Annual Physical Today
The annual physical has shifted from a battery of screening tests to preventive services based on a patient’s needs. Perhaps the biggest change in routine physical examinations is the emphasis on patient behavior. Physicians recognize that many illnesses, such as diabetes, heart disease, and liver disease, are affected by diet, exercise, and tobacco and alcohol use. A primary goal of the routine physical is to counsel patients on how they can change their health through their behaviors.
During an annual physical, a physician assesses a patient’s health and risk for disease through an interview and physical examination. The interview includes detailed questions about the patient’s medical history and behaviors and family medical history. The physical examination generally includes: taking measurements of the patient’s height, temperature, weight, and blood pressure; listening to the heart and lungs; pressing against the patient’s abdomen; and examining the eyes, ears, and nose.
The physician also discusses any health concerns with the patient and counsels the patient on lifestyle choices and behaviors.
Overview of Screening Tests Guidelines
A physician may order medical screening tests based on the patient’s age, gender, and health risk as recommended by the USPSTF. The following is a brief overview of those guidelines.

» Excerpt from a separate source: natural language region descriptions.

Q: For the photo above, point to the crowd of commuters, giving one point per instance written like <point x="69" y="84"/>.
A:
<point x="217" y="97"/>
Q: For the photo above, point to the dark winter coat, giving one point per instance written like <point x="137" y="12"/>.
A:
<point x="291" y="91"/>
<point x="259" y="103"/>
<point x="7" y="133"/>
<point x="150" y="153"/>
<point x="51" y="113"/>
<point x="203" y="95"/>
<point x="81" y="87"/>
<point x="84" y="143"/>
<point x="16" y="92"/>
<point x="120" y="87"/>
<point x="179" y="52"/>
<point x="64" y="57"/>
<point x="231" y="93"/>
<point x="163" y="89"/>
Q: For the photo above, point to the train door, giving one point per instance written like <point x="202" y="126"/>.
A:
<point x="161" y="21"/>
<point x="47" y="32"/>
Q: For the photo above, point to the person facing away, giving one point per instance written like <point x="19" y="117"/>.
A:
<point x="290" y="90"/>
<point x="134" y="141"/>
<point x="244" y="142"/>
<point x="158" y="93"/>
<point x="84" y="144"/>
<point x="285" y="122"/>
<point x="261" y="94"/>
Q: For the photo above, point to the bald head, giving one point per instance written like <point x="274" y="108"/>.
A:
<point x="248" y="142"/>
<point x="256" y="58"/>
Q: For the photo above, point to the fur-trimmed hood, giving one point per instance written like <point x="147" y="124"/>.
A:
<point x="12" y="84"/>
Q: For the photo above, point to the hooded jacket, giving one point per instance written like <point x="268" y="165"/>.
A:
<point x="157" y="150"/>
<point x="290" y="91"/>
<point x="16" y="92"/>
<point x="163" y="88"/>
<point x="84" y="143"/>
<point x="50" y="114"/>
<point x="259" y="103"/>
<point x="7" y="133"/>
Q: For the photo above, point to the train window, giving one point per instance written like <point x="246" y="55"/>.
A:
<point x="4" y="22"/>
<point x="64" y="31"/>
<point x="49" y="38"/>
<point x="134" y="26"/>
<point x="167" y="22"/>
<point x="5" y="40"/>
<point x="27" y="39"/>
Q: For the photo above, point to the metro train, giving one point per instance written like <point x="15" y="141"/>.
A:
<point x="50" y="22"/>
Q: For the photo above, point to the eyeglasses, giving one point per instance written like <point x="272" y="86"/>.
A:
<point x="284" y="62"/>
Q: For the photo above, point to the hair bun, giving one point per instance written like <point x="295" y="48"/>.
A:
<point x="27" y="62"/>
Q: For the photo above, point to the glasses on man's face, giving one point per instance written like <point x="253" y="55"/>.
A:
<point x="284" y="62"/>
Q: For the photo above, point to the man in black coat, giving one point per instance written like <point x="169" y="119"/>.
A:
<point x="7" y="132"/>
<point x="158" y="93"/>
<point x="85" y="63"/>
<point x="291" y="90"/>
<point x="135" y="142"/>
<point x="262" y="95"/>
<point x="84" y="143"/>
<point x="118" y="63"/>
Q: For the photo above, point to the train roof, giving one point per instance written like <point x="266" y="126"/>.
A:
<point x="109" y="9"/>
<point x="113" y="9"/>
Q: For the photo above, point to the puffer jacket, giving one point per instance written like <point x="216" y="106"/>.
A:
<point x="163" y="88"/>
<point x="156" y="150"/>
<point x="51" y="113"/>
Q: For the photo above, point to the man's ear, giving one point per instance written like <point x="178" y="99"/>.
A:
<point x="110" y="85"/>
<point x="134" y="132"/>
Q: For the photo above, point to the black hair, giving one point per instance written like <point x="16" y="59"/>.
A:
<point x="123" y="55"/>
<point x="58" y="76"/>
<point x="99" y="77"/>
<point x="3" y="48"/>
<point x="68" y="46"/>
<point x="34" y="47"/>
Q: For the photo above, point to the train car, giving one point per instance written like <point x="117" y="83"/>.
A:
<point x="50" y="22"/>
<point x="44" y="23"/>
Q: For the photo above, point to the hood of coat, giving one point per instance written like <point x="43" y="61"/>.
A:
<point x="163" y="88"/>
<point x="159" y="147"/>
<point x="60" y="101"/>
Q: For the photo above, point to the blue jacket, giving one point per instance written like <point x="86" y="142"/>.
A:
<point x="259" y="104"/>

Adult men and women between the ages of eighteen and forty-nine should have their blood pressure taken at least once every two years. Women ages twenty-one to thirty-nine should have a Pap test every three years, and women from ages forty to forty-nine, every five years. Women aged twenty-four and older who are sexually active should be tested annually for chlamydia. Both men and women with high blood pressure should be screened regularly for diabetes; persons with a risk for heart disease should be screened regularly for cholesterol; and persons who are sexually active should be screened regularly for the human immunodeficiency virus (HIV) and syphilis.
Men and women between ages fifty and sixty-four should have their blood pressure tested every two years. They should also be screened for colorectal cancer. The frequency of the latter will vary based on a patient’s medical history. Women in this age group should have a mammogram every two years, have a Pap test every five years, and have a bone mineral density test if they are at risk for osteoporosis. Both men and women who are at risk for other illnesses, such as sexually transmitted diseases, heart disease, and diabetes, should also have screening tests.
Men and women over age sixty-five should have their blood pressure tested every two years and be screened for colorectal cancer up to the age of seventy-five. Women should have a bone mineral density test at least once a year and a mammogram every two years, up to the age of seventy-five. Men should have an abdominal aortic aneurism screening at least once.